NRC launched a three-year plan in 2004 to build its sales force from six associates to 36, and saw an immediate return on its investment. For the year the company experienced a 10.3 percent increase in revenues to $29.7 million and an improvement in net income to $4.5 million. Nevertheless, Hays in his annual shareholders’ letter maintained that the “2004 performance was not up to our expectations. While top line growth in our core business was satisfactory, this growth was offset by volatility in federal government sector revenues.” While no major change of course was planned, Hays did promote Joseph W. Carmichael to president in 2004.
KEY DATES
- 1981:
- National Research Corporation (NRC) is founded in Lincoln, Nebraska.
- 1988:
- Healthcare Market Guide is first published.
- 1997:
- Company goes public.
- 2001:
- The Picker Institute healthcare survey business is acquired.
- 2003:
- NRC enters Canadian market.
- 2006:
- The Governance Institute is acquired.
Problems with federal sector contracts continued in early 2005, leading to a slow start, but conditions improved significantly in the second half of the year, resulting in an increase in sales to $32.4 million and net income to $5.2 million. NRC also took steps during the year to prepare the ground for future growth by completing another acquisition. In September 2005 it paid $3.5 million in cash for Geriatric Health Systems, LLC, a California-based company that performed surveys on insurance risk, patient outcomes, and member satisfaction for health plans in 40 states, including half of the largest payers.

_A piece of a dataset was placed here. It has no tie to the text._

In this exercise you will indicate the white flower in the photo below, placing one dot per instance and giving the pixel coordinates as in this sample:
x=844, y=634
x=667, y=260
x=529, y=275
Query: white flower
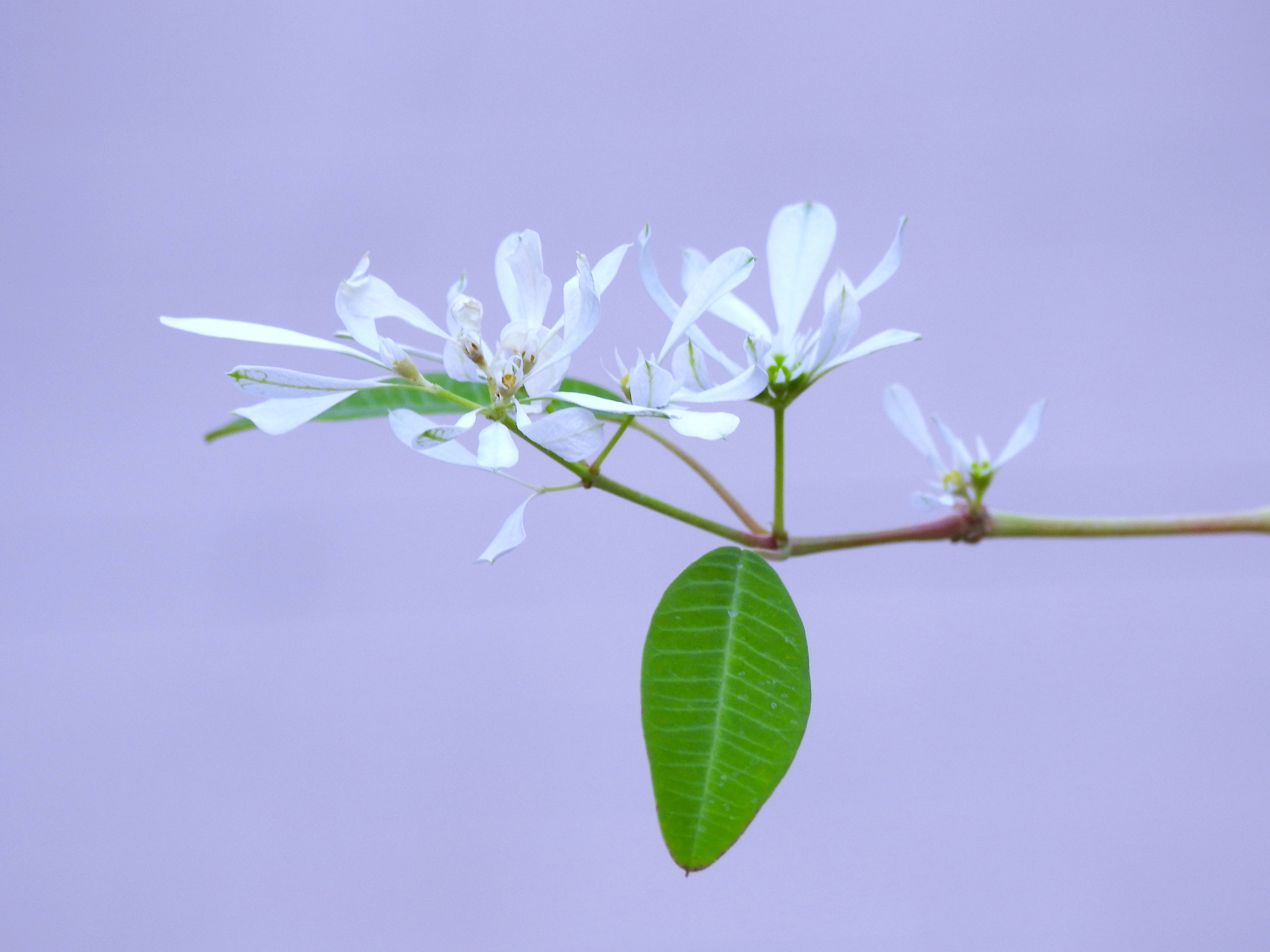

NRC grew even larger and created some diversity in May 2006 when it acquired San Diego-based The Governance Institute (TGI) for $19.8 million. After 20 years in business TGI was a well established company that hosted conferences to provide strategic advice to key executives at hospitals and health systems. As a result of these acquisitions, NRC’s revenues increased to $43.7 million in 2006 and net income totaled $5.9 million. With industry trends favoring it and a well-rounded slate of products and services, NRC appeared to be poised to enjoy steady growth in the years to come.
Ed Dinger
PRINCIPAL SUBSIDIARIES
Smaller World Communications, Inc.; The Governance Institute.
PRINCIPAL COMPETITORS
The Gallup Organization; Press Ganey Associates, Inc.; Verispan, L.L.C.
FURTHER READING
Cayton, Rodd, “Investors Like National Research,” Lincoln Journal Star, July 23, 2006.

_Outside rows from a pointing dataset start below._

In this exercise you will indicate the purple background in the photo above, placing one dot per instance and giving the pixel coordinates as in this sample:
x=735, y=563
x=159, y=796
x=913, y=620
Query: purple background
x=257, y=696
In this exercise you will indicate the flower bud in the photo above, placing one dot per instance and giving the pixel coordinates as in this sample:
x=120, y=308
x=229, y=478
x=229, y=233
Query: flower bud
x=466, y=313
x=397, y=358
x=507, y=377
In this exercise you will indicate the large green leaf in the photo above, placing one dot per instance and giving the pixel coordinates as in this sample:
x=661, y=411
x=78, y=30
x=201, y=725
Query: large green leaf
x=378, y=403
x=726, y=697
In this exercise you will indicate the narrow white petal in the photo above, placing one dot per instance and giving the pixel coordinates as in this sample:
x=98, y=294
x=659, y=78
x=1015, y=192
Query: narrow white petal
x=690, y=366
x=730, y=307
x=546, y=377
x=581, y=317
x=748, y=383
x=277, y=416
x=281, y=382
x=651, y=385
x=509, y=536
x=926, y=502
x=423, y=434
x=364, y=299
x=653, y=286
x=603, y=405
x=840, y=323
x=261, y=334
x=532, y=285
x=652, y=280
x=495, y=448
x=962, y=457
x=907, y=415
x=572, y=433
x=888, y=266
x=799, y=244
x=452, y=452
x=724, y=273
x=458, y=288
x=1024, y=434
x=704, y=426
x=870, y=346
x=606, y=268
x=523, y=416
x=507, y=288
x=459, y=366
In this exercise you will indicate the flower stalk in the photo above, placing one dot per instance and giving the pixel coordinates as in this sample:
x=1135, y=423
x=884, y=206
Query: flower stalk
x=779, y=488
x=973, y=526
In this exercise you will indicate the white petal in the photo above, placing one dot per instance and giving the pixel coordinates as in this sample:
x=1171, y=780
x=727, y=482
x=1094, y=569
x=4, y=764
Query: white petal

Crum, Rachelle, “Natl. Research Buys Conference Producer,” Tradeshow Week, June 19, 2006, p. 3.
Jordan, Steve, “Lincoln, Neb.-based Firm Credits Computer System for Fivefold Earnings Gain,” Omaha World-Herald, August 2, 2000.
Larson, Virgil, “Lincoln, Neb.-based National Research Says Profits Grew 53 Percent,” Omaha World-Herald, November 6, 2002.
Olberding, Matt, “National Research Buys California Company,” Lincoln Journal Star, September 20, 2005.
Piersoli, Richard, “National Research of Lincoln Buys San Diego Company,” Lincoln Journal Star, May 31, 2006.